Season with herbs and spices: Each country in the Mediterranean has its own distinctive flavors. Italian dishes are rich in basil and oregano. In France herbes de Provence (a blend of herbs including thyme, rosemary, savory, fennel and lavender) is widely used. If you travel to Turkey, you’ll find a generous use of cumin, paprika, mint and allspice. Herbs and spices lend lots of flavor without added salt or fat.
Swap your fats: Make olive oil your No. 1 fat. Not only can you cook with it, olive oil is great in salad dressings and drizzled over veggies. Dip bread in olive oil or finish your pasta dish with it.
Green up your grains: It is difficult to identify the sparse amount of vegetables mixed into many American pasta salads, but Mediterranean salads are different. Consider the bold green color of tabbouleh, a traditional Med salad that has 4 cups of parsley to 1 cup of bulgur wheat. Add the bold colors to your grain dishes to stretch your portions and add nutrition to your plate.
Slow down and eat together as a family at any time of the day.

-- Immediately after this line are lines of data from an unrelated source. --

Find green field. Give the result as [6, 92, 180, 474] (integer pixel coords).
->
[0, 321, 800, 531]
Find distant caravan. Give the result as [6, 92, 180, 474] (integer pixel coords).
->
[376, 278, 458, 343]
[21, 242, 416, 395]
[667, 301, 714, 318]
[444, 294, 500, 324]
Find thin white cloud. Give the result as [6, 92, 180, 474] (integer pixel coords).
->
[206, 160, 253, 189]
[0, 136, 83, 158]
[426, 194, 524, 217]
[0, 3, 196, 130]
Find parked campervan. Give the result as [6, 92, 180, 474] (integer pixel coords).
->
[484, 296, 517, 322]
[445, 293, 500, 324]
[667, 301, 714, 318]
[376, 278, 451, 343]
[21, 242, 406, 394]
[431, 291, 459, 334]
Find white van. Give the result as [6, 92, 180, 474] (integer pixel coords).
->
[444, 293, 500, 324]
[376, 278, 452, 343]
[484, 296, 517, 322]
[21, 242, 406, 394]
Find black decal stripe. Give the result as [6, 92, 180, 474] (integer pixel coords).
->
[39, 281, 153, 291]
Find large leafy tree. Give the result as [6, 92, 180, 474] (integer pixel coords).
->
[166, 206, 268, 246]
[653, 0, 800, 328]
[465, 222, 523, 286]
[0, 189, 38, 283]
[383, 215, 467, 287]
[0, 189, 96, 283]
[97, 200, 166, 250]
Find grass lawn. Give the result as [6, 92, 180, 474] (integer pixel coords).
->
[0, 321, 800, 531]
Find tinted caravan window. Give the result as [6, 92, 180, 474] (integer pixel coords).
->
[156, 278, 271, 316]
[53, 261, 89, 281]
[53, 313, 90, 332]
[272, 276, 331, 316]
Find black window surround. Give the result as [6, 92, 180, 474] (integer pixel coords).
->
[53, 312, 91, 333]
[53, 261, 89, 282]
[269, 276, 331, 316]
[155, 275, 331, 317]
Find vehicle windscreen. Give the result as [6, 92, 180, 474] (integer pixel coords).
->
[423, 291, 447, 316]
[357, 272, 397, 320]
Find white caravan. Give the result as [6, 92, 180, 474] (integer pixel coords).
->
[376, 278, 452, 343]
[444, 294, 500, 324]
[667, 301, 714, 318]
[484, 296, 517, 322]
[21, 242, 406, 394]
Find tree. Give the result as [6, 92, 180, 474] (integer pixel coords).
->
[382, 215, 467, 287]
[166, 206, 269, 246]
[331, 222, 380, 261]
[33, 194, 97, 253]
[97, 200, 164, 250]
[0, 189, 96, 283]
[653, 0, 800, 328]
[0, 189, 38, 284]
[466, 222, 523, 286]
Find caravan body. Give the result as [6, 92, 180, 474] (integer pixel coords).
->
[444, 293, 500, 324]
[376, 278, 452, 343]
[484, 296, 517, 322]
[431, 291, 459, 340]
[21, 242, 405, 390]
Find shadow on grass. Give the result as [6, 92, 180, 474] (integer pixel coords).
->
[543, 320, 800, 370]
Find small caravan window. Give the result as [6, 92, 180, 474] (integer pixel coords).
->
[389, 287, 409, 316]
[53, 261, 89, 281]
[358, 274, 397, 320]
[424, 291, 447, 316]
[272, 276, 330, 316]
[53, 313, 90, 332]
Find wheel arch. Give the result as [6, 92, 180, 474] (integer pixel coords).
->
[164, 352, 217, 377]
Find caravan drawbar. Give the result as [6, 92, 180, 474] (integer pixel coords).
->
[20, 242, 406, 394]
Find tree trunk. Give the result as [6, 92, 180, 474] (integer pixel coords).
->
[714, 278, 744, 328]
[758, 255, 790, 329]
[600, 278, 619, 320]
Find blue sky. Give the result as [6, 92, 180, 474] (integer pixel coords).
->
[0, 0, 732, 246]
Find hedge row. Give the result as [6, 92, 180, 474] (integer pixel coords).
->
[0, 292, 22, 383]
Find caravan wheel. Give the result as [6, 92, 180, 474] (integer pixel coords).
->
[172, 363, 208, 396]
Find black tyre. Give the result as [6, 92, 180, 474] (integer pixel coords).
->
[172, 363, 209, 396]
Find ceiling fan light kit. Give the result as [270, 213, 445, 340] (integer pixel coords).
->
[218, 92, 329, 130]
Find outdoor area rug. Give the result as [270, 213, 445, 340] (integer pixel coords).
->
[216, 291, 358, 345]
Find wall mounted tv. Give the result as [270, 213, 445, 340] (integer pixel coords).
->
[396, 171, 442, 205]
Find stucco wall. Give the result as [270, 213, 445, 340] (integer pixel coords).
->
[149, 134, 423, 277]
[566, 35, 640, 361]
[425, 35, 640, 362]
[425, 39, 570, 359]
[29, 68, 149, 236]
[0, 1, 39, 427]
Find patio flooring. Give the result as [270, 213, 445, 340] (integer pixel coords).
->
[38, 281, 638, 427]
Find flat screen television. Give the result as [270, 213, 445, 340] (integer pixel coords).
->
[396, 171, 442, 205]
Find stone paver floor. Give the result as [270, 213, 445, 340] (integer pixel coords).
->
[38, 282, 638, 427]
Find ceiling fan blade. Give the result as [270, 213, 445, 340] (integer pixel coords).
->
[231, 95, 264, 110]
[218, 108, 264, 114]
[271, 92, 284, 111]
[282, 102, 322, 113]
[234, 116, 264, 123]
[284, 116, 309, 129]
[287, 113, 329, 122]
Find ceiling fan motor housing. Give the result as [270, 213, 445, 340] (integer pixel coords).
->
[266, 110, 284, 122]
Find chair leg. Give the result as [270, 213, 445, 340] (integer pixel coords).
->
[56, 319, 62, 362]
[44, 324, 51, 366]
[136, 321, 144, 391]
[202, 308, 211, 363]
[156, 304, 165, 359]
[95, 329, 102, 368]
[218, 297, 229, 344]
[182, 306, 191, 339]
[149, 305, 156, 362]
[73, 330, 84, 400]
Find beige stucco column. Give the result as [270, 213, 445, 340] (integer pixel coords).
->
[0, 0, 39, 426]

Pasta and walnut fruit salad
All you need
•8 ounces medium shells or rotini, uncooked
•1 cup non-fat plain yogurt
•1 tablespoon honey
•¼ cup frozen orange juice concentrate, thawed
•1 (11 ounce) can (juice-packed) mandarin oranges, drained
•1 cup seedless red grapes, cut into halves
•1 cup seedless green grapes, cut into halves
•1 apple, cored and chopped
•½ cup sliced celery
•½ cup walnut halves
All you do
1. Prepare pasta according to package directions; drain.
2. In a small bowl, blend yogurt, honey and orange juice concentrate.
3. In a large bowl, combine pasta and remaining ingredients. Add yogurt mixture; toss to coat. Cover and chill thoroughly.